By adopting tabular directory model, the metadata duplication of N-Form issue can be overcomed. Besides this benefit, the new directory model grouped the file data which has the same property or usage purpose in the same column. Thus, we can do more efficient file placements and aggregations.
In Web 2.0 applications, objects are mainly in small size. For example, social network web pages contain many small sized photoes and short video segments. The typical size of these objects are less than 10MB. Many traditional distributed file systems are designed for HPC applications, which targets at large file I/O optimization. Thus, for small files, many of these I/O optimizations are not as efficient as that for large files.
To optimize small file I/O, we propose to do file aggregation based on tabular directory model. For files that in the same directory, we do file aggregations automatically. For each directory column, we generate an aggregated large file. File content is cached and then write sequentially to low level SSD. File aggregation can maximally utilize low level I/O bandwidth.

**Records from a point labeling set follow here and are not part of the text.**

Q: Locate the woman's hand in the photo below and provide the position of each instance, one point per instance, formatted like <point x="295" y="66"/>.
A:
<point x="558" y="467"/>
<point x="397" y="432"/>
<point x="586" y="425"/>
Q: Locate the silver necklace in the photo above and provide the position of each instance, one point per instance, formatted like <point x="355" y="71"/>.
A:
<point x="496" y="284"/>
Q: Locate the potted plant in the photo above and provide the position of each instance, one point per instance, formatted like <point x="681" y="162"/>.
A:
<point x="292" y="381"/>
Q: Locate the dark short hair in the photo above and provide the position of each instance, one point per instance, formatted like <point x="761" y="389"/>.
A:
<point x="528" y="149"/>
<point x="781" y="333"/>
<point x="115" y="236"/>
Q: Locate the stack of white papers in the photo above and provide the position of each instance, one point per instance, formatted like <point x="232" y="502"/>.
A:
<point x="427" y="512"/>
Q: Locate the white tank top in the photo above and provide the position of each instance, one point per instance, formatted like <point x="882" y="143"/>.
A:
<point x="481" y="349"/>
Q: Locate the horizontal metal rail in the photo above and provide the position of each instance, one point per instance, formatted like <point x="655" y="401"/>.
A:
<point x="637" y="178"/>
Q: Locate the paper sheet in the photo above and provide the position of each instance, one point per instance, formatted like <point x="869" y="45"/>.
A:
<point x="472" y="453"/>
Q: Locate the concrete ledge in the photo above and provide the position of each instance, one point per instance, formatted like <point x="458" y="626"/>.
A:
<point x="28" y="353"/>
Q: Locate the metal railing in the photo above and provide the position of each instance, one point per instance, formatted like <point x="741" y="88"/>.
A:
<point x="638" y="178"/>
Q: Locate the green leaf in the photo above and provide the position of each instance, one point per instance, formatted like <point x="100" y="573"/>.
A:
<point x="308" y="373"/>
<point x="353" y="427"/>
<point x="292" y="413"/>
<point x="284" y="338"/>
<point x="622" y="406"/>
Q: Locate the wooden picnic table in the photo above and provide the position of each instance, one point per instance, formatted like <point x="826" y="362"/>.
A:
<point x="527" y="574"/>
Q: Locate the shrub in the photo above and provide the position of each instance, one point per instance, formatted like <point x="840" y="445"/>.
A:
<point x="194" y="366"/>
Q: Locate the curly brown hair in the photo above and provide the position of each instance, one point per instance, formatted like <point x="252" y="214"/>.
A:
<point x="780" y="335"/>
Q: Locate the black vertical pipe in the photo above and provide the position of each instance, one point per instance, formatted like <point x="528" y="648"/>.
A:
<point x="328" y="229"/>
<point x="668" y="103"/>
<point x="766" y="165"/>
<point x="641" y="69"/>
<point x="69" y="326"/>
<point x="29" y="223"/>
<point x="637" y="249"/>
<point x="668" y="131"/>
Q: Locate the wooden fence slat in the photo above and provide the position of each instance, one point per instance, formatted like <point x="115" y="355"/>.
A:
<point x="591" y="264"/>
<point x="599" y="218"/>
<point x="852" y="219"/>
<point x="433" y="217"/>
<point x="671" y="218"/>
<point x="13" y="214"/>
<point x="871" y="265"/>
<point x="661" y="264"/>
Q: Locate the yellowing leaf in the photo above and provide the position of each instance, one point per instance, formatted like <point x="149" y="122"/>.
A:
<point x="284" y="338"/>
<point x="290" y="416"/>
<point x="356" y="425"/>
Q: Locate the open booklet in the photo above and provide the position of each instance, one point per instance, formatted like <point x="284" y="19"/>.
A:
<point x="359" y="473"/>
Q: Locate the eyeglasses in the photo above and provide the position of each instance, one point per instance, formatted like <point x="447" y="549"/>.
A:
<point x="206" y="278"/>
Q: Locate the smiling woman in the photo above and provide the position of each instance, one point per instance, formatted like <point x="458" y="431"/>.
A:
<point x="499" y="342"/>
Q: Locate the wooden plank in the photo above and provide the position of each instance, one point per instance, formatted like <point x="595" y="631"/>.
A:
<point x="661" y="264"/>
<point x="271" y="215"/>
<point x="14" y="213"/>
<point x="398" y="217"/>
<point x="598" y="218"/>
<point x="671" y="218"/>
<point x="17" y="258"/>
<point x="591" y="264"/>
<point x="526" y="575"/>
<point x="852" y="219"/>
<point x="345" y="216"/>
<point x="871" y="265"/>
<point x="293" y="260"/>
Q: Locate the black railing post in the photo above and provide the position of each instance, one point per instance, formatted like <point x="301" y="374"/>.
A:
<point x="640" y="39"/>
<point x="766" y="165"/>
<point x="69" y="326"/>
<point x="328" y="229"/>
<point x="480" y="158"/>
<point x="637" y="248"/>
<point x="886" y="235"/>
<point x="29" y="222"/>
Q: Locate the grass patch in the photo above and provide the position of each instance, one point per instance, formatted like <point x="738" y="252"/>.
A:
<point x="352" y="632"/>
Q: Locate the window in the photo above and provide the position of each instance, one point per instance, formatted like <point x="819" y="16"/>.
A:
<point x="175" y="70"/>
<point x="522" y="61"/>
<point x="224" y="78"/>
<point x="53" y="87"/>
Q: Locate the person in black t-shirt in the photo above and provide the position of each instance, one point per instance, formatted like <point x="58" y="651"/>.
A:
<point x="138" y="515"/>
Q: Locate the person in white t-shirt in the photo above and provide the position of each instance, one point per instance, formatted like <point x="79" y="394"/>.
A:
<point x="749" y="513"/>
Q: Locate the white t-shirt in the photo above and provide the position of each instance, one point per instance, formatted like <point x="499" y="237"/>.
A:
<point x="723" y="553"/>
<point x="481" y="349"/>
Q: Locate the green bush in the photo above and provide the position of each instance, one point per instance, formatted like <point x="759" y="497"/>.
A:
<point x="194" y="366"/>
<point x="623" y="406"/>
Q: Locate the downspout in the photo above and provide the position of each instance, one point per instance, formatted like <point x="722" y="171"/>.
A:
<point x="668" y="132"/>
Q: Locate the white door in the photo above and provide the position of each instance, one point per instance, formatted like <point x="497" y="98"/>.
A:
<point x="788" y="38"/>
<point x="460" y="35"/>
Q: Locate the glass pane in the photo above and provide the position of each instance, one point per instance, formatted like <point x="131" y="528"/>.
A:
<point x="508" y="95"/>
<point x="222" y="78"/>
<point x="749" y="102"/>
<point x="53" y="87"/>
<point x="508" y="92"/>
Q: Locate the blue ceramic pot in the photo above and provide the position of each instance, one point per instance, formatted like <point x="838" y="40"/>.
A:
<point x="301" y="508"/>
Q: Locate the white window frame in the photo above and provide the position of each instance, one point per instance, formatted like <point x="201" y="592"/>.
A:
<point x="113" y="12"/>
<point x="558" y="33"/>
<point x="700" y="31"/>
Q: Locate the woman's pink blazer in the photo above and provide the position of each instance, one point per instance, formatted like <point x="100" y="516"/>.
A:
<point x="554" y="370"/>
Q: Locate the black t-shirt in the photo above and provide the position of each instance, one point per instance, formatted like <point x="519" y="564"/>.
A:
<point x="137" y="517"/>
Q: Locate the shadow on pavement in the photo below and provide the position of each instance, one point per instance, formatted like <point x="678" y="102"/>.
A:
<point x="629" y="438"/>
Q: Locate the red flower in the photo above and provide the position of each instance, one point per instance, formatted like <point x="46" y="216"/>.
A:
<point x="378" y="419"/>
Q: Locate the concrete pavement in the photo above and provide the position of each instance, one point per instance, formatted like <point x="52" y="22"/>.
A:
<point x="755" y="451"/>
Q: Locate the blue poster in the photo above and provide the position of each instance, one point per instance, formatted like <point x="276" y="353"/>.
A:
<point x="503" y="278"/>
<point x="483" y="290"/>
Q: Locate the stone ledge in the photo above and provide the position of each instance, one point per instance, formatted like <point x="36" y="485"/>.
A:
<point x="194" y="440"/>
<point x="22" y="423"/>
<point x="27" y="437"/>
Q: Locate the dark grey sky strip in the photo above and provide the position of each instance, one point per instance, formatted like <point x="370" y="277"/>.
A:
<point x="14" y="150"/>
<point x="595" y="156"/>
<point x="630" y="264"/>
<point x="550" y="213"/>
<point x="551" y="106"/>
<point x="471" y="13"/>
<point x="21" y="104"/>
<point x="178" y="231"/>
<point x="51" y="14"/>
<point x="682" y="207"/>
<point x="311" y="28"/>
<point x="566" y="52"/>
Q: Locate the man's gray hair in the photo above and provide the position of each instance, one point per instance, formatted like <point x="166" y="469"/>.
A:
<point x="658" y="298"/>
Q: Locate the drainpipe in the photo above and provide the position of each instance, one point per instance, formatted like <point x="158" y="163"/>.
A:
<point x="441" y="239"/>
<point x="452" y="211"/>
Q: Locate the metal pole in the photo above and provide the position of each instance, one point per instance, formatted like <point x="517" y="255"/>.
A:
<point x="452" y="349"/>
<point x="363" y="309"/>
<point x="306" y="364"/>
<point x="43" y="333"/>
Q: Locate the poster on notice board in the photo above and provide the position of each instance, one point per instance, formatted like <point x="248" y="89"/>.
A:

There are so many objects to store in Web 2.0 applications. User generated objects, such as uploaded photoes, videos, documents, are tremendous. To manage these massive objects in a file system means that we need a expandable metadata service.
In PFS, we exploid the extendible hash technology to distribute file metadata across many cache servers. Metadata can migrate from one server to other server when there are too many cached file entries. The cache server can be add in or remove out at any time with little latency. File metadata is redistributed automatically on server changes.
A new OBJECT STORE LAYER for large files is under developing.